33 wnioski o izolację

Ustawę o obligatoryjnym leczeniu przestępców z zaburzeniami uchwalono w związku z dobiegającymi końca 25-letnimi wyrokami więzienia osób, wobec których pierwotnie sądy orzekły karę śmierci. Kilka miesięcy po ostatniej egzekucji 21 kwietnia 1988 roku rząd Mieczysława Rakowskiego ogłosił moratorium na wykonywanie wyroków śmierci - obowiązywało aż do formalnego wyeliminowania tej kary przez nowy kodeks z 1997 roku. Niezależnie od moratorium polskie sądy orzekły jeszcze kary śmierci wobec 9 osób - najbardziej znanym przypadkiem był Mariusz T., który usłyszał wyrok we wrześniu 1989 roku.

W maju ustawę zaskarżyła do Trybunału Konstytucyjnego rzeczniczka praw obywatelskich Irena Lipowicz. Zarzuciła ustawie m.in. niedookreśloność zapisów oraz to, że nie realizuje deklarowanego celu.
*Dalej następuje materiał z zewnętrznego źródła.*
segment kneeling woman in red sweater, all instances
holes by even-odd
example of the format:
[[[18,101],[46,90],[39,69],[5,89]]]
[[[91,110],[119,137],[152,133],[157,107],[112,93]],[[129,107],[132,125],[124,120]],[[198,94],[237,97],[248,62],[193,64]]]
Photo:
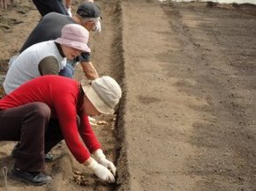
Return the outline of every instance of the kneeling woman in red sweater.
[[[13,156],[13,176],[34,185],[49,182],[51,177],[42,173],[45,153],[64,139],[79,163],[102,180],[114,182],[116,166],[101,150],[87,116],[113,113],[121,94],[120,86],[110,77],[81,85],[76,80],[49,75],[24,84],[2,99],[0,140],[20,143]]]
Ustawę na początku marca - w pewnej części - zaskarżył do TK prezydent Bronisław Komorowski, który kilka miesięcy wcześniej złożył pod nią podpis, umożliwiając jej wejście w życie.

Jak poinformowała ppłk Barbara Prus z Centralnego Zarządu Służby Więziennej, do 18 czerwca dyrektorzy jednostek penitencjarnych wystąpili do sądów z 33 wnioskami o uznanie więźniów za stwarzających zagrożenie.